The two players who were touted to dominate the 76th edition of the tournament both departed early on Sunday as the battle for the green jacket, which goes to the winner of the Masters, carried on without them.
Woods, a 14-time major champion chasing the all-time record of 18 majors won by Jack Nicklaus, came in with a two-over 74 that left him on five-over 293 for the tournament and set for the worst Masters finish of his professional career.
The 36-year-old American shared 22nd in 2004 for his worst Masters pro showing, his two-over 290 total that year and in 2003 level for his worst 72-hole Augusta pro total. As an amateur he was 41st on 293 in 1995 and missed the 1996 cut.
After snapping a 28-month win drought by capturing the US PGA Arnold Palmer Invitational two weeks ago, Woods has struggled in his quest to win his first major since the 2008 US Open.
McIlroy, a 22-year-old Northern Irish prodigy who won last year’s US Open after squandering a last-day Masters lead, settled for a closing 76 that, by coincidence, brought him level with Woods well down the field on 293.
Woods agreed that his surprising struggles on the course’s four par-5s, where he was only one under for the tournament compared to 15-under in 2010, had been crucial to his 18th Masters campaign.

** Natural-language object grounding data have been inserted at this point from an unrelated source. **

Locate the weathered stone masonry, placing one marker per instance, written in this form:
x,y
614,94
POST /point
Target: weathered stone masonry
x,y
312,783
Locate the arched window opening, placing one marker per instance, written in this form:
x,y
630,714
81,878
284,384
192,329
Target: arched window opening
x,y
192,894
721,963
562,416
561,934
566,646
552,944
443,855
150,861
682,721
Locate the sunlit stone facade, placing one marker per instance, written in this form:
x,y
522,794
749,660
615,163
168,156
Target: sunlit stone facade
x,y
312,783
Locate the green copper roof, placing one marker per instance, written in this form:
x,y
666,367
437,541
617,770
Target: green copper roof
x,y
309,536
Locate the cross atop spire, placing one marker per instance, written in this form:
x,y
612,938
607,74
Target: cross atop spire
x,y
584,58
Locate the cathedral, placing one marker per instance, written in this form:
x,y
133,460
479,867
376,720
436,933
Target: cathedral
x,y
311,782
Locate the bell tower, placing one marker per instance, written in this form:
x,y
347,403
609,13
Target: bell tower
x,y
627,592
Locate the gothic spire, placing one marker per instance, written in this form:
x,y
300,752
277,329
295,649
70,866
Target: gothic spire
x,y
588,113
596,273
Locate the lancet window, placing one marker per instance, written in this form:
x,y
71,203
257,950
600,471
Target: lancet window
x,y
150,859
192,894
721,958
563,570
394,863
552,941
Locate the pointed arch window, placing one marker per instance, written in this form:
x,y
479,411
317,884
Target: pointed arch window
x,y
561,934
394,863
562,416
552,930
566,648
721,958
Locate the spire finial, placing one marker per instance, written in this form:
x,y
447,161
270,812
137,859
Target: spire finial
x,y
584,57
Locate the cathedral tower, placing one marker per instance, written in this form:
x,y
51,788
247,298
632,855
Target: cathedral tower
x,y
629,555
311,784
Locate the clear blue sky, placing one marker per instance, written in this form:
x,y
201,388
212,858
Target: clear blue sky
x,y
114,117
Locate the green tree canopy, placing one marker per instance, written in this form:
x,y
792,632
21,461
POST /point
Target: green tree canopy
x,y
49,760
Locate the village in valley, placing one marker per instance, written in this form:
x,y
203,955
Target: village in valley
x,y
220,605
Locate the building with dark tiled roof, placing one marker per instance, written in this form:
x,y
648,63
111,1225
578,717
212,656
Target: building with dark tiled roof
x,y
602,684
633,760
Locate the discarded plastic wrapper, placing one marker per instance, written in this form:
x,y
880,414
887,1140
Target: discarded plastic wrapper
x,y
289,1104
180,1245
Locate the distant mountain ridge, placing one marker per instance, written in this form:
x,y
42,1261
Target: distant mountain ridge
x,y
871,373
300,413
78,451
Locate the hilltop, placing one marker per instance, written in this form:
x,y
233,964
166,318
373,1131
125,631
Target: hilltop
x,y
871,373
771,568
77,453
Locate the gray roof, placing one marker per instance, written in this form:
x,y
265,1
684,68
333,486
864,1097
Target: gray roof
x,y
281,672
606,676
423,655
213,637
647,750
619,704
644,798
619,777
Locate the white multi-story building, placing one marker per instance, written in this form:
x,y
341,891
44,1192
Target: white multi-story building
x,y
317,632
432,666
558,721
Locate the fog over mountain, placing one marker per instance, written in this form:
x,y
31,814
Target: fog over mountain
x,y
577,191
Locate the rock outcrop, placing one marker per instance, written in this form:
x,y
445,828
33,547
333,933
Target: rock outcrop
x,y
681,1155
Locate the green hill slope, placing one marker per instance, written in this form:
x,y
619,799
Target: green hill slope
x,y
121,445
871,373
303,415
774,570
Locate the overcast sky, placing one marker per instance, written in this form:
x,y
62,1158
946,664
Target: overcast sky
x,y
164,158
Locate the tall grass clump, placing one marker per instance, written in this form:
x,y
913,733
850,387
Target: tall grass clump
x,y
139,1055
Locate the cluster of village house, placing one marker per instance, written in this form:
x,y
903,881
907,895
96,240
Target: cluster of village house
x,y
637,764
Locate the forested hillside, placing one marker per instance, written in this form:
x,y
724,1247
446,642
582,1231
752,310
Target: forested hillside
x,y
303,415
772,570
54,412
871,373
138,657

“If I look back on the week, I played the par-5s atrociously,” he said. “This is a golf course you just have to dominate the par-5s and I did not do that at all this week.”
Woods has been working with coach Sean Foley on a drastic remodelling of his swing in order to accomodate the leg injuries that laid him low for much of last year.
But despite the triumph at Bay Hill, he feels that he has yet to fully assimilate what he is being asked to do.
“I get out there and I just don’t trust it at all,” he said. “I fall back into the same old patterns again, and I just need to do more reps (repititions). Thank God my short game was good this week and my putting was really good.”
“You’re not going to play well every week. Unfortunately it was this week for me.
“I had the wrong ball striking week at the wrong time. You know, just got to keep building, keep working and keep progressing.”
McIlroy, who will now turn his attentions to successfully defending the US Open crown he won so convincingly at Congressional Country Club in Washington last year, said that it had been “a disappointing weekend, just one of those things.”
“I played pretty well over the first couple days and then just came out on Saturday and really just didn’t have it that front nine, and that sort of killed me for the rest of the tournament.
“But I’ll come back next year and try my best again.
“Just got to go out to San Francisco and try to get another major.”